Elections in the French overseas department of Réunion

Elections to both the Regional Council and General Council were held in Réunion on 22 March 1992, as part of the French regional elections. The Free Dom party emerged as the largest in the Regional Council, winning 17 of the 45 seats.

==Results==
===Regional Council===

| Party |  | Votes | % | Seats | +/– |
|  | Free Dom |  | 30.80 | 17 | New |
|  | RPR–UDF |  | 25.63 | 14 | –4 |
|  | Communist Party of Réunion |  | 17.94 | 9 | –4 |
|  | Socialist Party |  | 10.54 | 5 | –1 |
|  | RPR dissidents (Auguste Legros) |  | 4.94 | 0 | New |
|  | Greens |  | 1.64 | 0 | New |
|  | Ecology Generation |  | 1.46 | 0 | New |
|  | Other green parties |  | 1.30 | 0 | New |
|  | National Front |  | 1.24 | 0 | 0 |
|  | Independents |  | 4.51 | 0 | New |
| Total |  |  |  | 45 | 0 |
Source: French Politics

===General Council===

| Party |  | Seats | +/– |
|  | Right-wing independents | 20 | +1 |
|  | Communist Party of Réunion | 12 | +3 |
|  | Socialist Party | 6 | +2 |
|  | Others | 9 | – |
| Total |  | 47 | +3 |
Source: Europa World Year Book

==Aftermath==
Following the elections, Free Dom formed an alliance with Communist Party, with the two holding 26 seats. Free Dom leader Camille Sudre was subsequently elected President of the Council with a majority of 27 votes.

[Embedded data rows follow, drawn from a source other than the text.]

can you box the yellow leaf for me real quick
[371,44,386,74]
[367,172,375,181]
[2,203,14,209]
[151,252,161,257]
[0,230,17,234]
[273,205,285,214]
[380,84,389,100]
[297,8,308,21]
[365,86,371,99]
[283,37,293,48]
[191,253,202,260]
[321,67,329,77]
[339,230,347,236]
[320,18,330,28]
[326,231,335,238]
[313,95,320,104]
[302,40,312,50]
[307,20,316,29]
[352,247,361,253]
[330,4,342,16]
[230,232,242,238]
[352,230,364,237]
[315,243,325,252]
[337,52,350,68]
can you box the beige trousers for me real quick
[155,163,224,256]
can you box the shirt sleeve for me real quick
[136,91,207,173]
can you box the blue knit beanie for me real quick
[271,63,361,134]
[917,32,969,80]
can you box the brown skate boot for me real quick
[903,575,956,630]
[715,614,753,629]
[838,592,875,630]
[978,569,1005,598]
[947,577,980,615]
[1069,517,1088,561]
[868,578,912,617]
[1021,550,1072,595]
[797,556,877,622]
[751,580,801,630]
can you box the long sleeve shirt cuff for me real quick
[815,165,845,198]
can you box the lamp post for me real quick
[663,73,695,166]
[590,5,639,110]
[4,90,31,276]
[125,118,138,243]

However, the Socialist Party launched an appeal against the election results, make accusations of media bias due to Radio Free-DOM, owned by Sudre, had campaigned in his favour. In May 1993 the French Conseil d'Etat annulled the results of the elections. Fresh elections were held the following month.